The White House said Obama in the phone conversation thanked Medvedev for Russia's leadership in developing the International Atomic Energy Agency's proposal responding to Iran's request for fuel for its research reactor. The plan calls for low-enriched uranium produced in Iran to be sent abroad for further enrichment and then returned for use in medical research and treatment.

"President Obama and President Medvedev affirmed their full support for this agreement and discussed the importance of all parties accepting the proposal so that implementation can begin as soon as possible," the White House said.

According to the plan, Iran will send its low-enriched uranium to Russia. Russia will then further enrich it, but keep it below weapons-grade, and send it to France. France will prepare the uranium for use in nuclear reactors by fabricating it into metal rods and send them to Iran, which will then use the rods in its nuclear reactors.

Obama also spoke by phone to French President Nicolas Sarkozy and thanked him for France's close cooperation in helping shape the Iranian research reactor agreement.

Delegations from Iran, France, Russia, the United States and the IAEA -- the United Nations' nuclear watchdog agency -- met in Vienna last week to work out details of the tentative deal reached in early October. France, Russia and the United States indicated their approval of the arrangement.

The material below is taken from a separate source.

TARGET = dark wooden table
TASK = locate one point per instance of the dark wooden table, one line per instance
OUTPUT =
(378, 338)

Iran says it needs more time to decide whether to sign onto a deal that could help end the international showdown over its nuclear activities.

Meanwhile, the Kremlin on Saturday said Obama and Medvedev were also pleased with "the intensive dialogue" by their respective delegations in Geneva to come up with a new treaty on nuclear arms reduction. Russia and the United States are seeking to replace the 1991 Strategic Arms Reduction Treaty (START), which expires December 5.

In July, Medvedev and Obama signed a deal on parameters for negotiations to replace the treaty, with the goal of reducing nuclear weapons. Under that agreement, Russia and the United States will reduce their strategic warheads to a range of 1,500 to 1,675, and their strategic delivery vehicles to a range of 500 to 1,100.

The new numbers would be a reduction from the expiring Start treaty, which allowed 2,200 warheads and 1,600 launch vehicles.